According to a report in the Financial Times, citing data from the European Central Bank, the loan growth the eurozone has seen since the middle of 2015 appears to be over, with zero banks reporting an increase in demand for loans in the first quarter compared to the fourth quarter of 2018. At the end of 2018, by contrast, 9 percent of banks reported an increase. For the past three years double-digit percentages of banks saw loan demand increase.
The lack of interest in loans on the part of businesses is another data point showing the economic growth in the eurozone is slowing. Demand for loans by businesses in Germany and the Netherlands did increase while demand in Italy and Spain declined, the report said.

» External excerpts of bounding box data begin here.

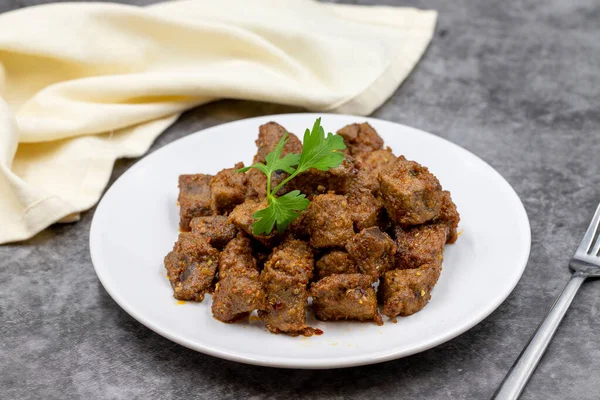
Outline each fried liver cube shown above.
[190,215,237,249]
[219,233,258,279]
[258,239,314,336]
[177,174,212,232]
[210,163,247,215]
[212,235,265,322]
[165,232,219,301]
[395,223,448,269]
[305,193,354,248]
[254,122,302,163]
[287,157,358,199]
[337,122,383,155]
[315,250,360,279]
[245,168,288,200]
[346,189,383,232]
[377,264,442,318]
[346,226,396,282]
[378,156,443,226]
[229,199,280,247]
[433,190,460,243]
[310,274,383,325]
[354,147,396,193]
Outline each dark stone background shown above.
[0,0,600,400]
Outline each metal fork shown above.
[492,204,600,400]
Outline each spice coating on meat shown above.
[433,190,460,244]
[219,234,258,279]
[378,156,443,226]
[212,235,265,322]
[337,122,383,155]
[346,189,383,232]
[210,163,246,215]
[265,238,315,283]
[228,199,279,247]
[258,239,314,336]
[305,193,354,248]
[211,269,265,322]
[395,224,448,269]
[315,250,360,279]
[286,157,358,199]
[165,122,460,336]
[165,232,219,301]
[190,215,237,249]
[355,148,396,194]
[346,226,396,282]
[177,174,212,232]
[254,122,302,164]
[377,264,442,318]
[310,274,383,325]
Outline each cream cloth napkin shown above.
[0,0,436,243]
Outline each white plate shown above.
[90,114,531,368]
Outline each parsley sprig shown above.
[238,118,346,235]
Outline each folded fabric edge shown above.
[0,196,74,245]
[324,10,437,115]
[0,114,179,245]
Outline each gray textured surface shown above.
[0,0,600,399]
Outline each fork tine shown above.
[577,204,600,255]
[590,230,600,256]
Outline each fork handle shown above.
[492,272,588,400]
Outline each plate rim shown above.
[89,113,531,369]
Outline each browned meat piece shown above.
[316,250,360,279]
[219,234,258,279]
[378,156,443,226]
[246,168,267,199]
[305,193,354,248]
[346,189,383,232]
[165,232,219,301]
[212,235,265,322]
[346,226,396,282]
[337,122,383,155]
[310,274,383,325]
[258,239,314,336]
[177,174,212,232]
[265,238,315,282]
[212,269,265,322]
[190,215,237,249]
[433,190,460,243]
[254,122,302,163]
[286,157,357,199]
[287,211,309,240]
[210,163,247,215]
[246,168,288,199]
[229,199,279,247]
[354,147,396,193]
[377,264,441,318]
[396,224,448,269]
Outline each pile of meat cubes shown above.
[165,122,459,336]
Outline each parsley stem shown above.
[267,169,300,196]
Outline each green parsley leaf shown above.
[237,118,346,235]
[297,118,346,173]
[252,190,310,235]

Jack Allen, an economist at Capital Economics, told the news outlet that the latest survey by the European Central Bank suggests growth will stay weak, which could prompt action by the central bank. “The upshot is that we still think that the ECB will be forced to loosen monetary policy further before long,” Allen said in the report. Despite the lack of interest by businesses to borrow money, home loan demand did increase as did consumer credit demand, but at the slowest pace in six years.
In March the European Central Bank announced its latest effort aimed at boosting lending in the eurozone, saying it will introduce a new series of longer-term refinancing operations. Dubbed TLTRO-III, the subsidized loan program will be launched in September and end in March of 2021 with a loan maturity of two years each. They are loans the central banks offer to banks at a low rate to spur lending to businesses and consumers. If the bank takes out a TLTO from the ECB and puts that money to work in the economy via loans, it doesn’t have to pay interest on the cash. This is the third time the loans have been introduced into the eurozone economy.